Alas, while the days of pillage in Bay Village are over, we won't *ever* get fooled again, will we?

That's, like, the ur-blogging experience. Very cool!

That's amazing, just amazing. Wonderful. I'm pea-green with envy, but very happy for you as well. Congrats!

Dude, will you sign an autograph?

Tom: cross-posting from one of your regulars who I was lead to by your posts on this (or my equivalent of cross-posting, since I'm not sure I know what it is or how to do it).

* * *

"The Sea Refuses No River" and "Slit Skirts" are two of Pete's most under-appreciated great songs (at least, if we relate appreciation to airplay). Also, "Don't Let Go the Coat", if we discount its greater airplay for the fact that it was a Who song.

Query -- to what extent is "The Sea Refuses No River" influenced by T.S. Eliot's "Little Gidding" and, for that matter, to what extent are Townshend's works more broadly influenced by Eliot? (Not just the obvious "Teenage Wasteland" v. "The Waste Land", but "All Shall be Well" v. that precise line from "Little Gidding", and the water images from "SRNR" and "Drowned" v.
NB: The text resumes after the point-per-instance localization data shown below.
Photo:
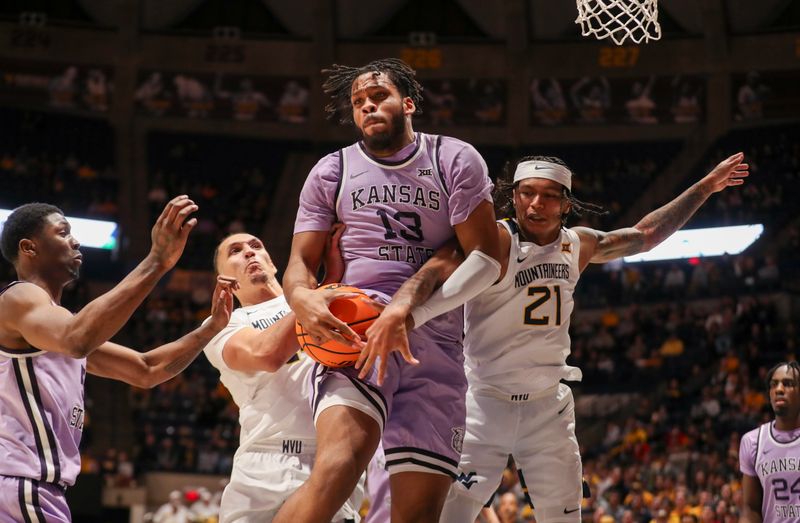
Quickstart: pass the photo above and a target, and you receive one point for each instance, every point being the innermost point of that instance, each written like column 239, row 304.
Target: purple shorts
column 421, row 408
column 29, row 500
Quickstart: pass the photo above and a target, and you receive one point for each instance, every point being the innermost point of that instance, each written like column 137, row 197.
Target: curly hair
column 504, row 192
column 24, row 222
column 340, row 78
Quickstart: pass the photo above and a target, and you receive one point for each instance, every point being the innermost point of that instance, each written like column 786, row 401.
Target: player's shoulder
column 331, row 162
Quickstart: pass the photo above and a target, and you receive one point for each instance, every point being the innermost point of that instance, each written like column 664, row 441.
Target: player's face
column 379, row 111
column 57, row 251
column 784, row 392
column 244, row 257
column 539, row 205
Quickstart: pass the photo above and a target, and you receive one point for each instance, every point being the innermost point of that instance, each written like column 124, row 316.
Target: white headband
column 541, row 169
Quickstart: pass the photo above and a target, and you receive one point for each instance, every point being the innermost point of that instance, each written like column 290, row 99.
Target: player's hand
column 728, row 173
column 334, row 263
column 389, row 333
column 311, row 309
column 171, row 230
column 222, row 303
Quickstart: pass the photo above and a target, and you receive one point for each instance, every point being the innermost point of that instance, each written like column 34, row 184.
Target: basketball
column 356, row 312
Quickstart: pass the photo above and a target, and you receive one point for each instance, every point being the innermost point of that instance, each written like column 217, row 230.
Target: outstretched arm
column 158, row 365
column 392, row 331
column 600, row 247
column 751, row 500
column 47, row 326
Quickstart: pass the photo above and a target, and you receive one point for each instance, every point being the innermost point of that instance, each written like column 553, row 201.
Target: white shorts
column 538, row 430
column 263, row 479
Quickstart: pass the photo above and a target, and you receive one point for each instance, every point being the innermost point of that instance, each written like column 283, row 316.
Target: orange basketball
column 356, row 312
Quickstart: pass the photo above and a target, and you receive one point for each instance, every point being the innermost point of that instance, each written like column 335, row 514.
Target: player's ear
column 409, row 107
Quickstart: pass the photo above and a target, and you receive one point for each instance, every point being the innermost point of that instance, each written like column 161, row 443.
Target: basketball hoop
column 634, row 20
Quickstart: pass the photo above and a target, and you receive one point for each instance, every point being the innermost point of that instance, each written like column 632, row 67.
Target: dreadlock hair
column 504, row 192
column 793, row 366
column 340, row 78
column 25, row 221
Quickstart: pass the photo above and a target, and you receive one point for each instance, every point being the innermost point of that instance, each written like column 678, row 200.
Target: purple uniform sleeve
column 466, row 176
column 747, row 453
column 317, row 210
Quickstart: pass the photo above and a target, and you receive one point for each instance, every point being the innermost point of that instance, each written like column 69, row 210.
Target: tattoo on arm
column 619, row 243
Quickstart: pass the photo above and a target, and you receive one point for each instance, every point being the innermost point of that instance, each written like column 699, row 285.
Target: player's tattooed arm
column 419, row 287
column 751, row 502
column 600, row 247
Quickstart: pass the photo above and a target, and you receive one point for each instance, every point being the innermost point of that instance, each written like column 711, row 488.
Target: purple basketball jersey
column 398, row 210
column 774, row 457
column 41, row 414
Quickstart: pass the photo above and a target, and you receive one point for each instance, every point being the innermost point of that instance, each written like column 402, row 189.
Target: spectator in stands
column 549, row 104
LG and Eliot's other uses of that theme.) There are many others, all of which must be considered against PT's Faber gig.

I raised this years ago at the TSE list (run out of the U. of Missouri), but didn't get much response. I doubt PT himself will enlighten us on this since, if I'm right and he is signficiantly influence by Eliot, he will likely follow the Possum's enignmatic lead. ("Q: What did you mean [in Ash-Wednesday' by 'Lady, three white leopards sat under a juniper-tree/In the cool of the day, having fed to satiety/On my legs my heart my liver and that which had been contained/In the hollow round of my skull . . .' A: 'I meant, 'Lady, three white leopards sat under a juniper-tree/In the cool of the day, having fed to satiety/On my legs my heart my liver and that which had been contained/In the hollow round of my skull'".

Any thoughts from TSE fans, PT/Who fans, or both, would be of interest to me.

Tom, I'll ask my boy Pete - it's a good question or departure point really for discussion - just as soon as you return 'Empty Glass.'

My first reference to Little Gidding in the above post should have been to Dry Salvages. On Empty Glass, I'd gladly return it, as I no longer have a turntable, but I suspect you don't either, so I'll just leave it where it is, with that Chuck Yeager book you lent me.

Someday you're gonna wish you'd gone with me for first comment. I've been teaching myself guitar. For real.
Re:PT/TSE/PhD/STFU: Turn off the computer and go for a walk. When you're staring at shit that hard, you're missing the point. A mind is a terrible thing to waste.

Wow, another Slappy. Who knew?

And I play bass, not guitar.

There's two of us? Damn.
Wanna do rock/paper/scissors for it?

So jealous of the Pete Townshend thing. And reduced to pouting. Pout.